The perception of bitter taste initiates with taste transduction (ko04742) and neuroactive ligand-receptor interactions (ko04080). Our study demonstrates that bitter peptides directly activate these pathways by binding to the TAS2R14 receptor. The cAMP (ko04024) and calcium signaling pathways (ko04020) function as the most immediate intracellular messenger routes [43,44]. Activation of TAS2R14 alters intracellular cAMP levels and triggers calcium release thereby converting chemical bitterness into electrical signals [19]. These signals are transmitted to the brain via sensory neurons leading to the subsequent activation of the PI3K-Akt signaling (ko04151) and MAPK (ko04010) pathways which play critical roles in neuronal excitability synaptic plasticity and signal amplification [45,46]. As a warning signal shaped by evolution bitter taste often indicates potentially toxic substances. The relaxin signaling pathway (ko04926) may modulate relaxation and secretion in the digestive tract [47] while enrichments in ECM-receptor interaction (ko04512) and cell adhesion molecules suggest that bitter perception may influences cellular interactions with the extracellular environment. Activation of protein processing in the endoplasmic reticulum (ko04141) reflects the induction of endoplasmic reticulum stress responses to maintain proteostasis under specific stimuli [48]. Thus, our transcriptomic analysis reveals that bitter taste perception represents not merely a simple gustatory pathway but a bioactive signal capable of triggering a range of complex physiological activities. RT-qPCR validation of 7 DEGs confirmed expression trends that are highly concordant with transcriptomic data, supporting their reliability.

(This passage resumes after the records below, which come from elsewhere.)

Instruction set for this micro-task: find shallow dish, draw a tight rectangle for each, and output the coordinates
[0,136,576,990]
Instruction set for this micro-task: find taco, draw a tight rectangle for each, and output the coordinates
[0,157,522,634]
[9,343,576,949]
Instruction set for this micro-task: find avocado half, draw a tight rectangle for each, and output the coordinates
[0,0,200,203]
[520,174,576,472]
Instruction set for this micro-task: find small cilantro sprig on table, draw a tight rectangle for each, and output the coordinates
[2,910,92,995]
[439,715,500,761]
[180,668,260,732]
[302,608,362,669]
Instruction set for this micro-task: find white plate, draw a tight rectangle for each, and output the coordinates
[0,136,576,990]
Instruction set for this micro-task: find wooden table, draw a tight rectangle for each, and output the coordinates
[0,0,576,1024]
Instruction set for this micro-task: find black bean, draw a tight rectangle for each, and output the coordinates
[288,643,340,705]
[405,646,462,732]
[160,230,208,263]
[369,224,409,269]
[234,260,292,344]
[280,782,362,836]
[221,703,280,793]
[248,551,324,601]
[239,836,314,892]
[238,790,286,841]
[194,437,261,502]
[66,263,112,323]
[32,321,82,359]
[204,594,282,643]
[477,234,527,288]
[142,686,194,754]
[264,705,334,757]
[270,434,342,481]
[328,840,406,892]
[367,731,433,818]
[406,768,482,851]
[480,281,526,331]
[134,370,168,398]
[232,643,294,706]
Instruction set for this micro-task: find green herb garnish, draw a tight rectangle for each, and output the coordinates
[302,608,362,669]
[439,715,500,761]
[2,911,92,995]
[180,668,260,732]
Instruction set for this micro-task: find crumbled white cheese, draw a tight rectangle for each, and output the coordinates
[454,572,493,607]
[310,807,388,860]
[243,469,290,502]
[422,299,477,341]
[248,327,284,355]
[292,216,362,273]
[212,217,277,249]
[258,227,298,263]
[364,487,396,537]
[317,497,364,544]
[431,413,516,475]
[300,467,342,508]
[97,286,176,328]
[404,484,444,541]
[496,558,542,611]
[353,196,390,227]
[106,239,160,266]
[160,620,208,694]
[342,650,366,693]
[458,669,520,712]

This study identifies four bitter peptide sequences in L. lancifolium and their receptor interactions enabling targeted bitterness mitigation strategies including specific enzymatic hydrolysis or natural masking agents like cyclodextrins for competitive receptor inhibition. It also provides novel pathways for functional food development. Given the widespread expression of bitter taste receptors in the gastrointestinal tract and their role in metabolic regulation [48] these bitter peptides with defined receptor activation effects may be developed into functional ingredients for appetite and blood sugar regulation thereby promoting the transformation of L. lancifolium into high-value health products. The integrated innovative approach developed in this study, which combines peptidomics, computational screening, and functional validation, efficiently narrows down candidate peptides from thousands of sequences. Subsequent high-throughput molecular docking with relevant taste receptors such as the umami receptor T1R1/T1R3 and bitter taste receptors TAS2Rs offers a rational strategy for prioritization, thereby reducing the time and financial investment. This workflow can be directly applied to identify umami peptides from sources like soybeans and shiitake mushrooms or to investigate bitter taste as a critical quality attribute in medicinal plant resources.

5. Conclusions

This study establishes bitter peptides as one of key contributors to the bitterness of L. lancifolium through an integrated approach. Peptidomic analysis revealed 8479 unique peptides, with 46.27% upregulated specifically in L. lancifolium flesh. Combined computational and cellular assays identified four core bitter peptides that stably bind TAS2R14, activating a downstream signaling pathway dominated by the PLCB2-IP₃-TRPM5 axis. The identified peptide fraction was biosafe and exhibited cell-proliferative activity at 0.1–1 mg/mL. These findings provide a strategy for bitterness control in food processing, enabling the screening and breeding of low-bitterness lily varieties through peptide and receptor-based markers, and establish a research paradigm for exploring taste-active peptides from other plant sources. However, given that the protein structures of most bitter taste receptors remain unelucidated, this study cannot exclude the potential secondary contribution of other bitter receptors to the perception of lily bitterness. Furthermore, this work supports the targeted development of lily-derived bioactive peptides for functional foods, enhancing the utilization of lilies as a plant-based resource.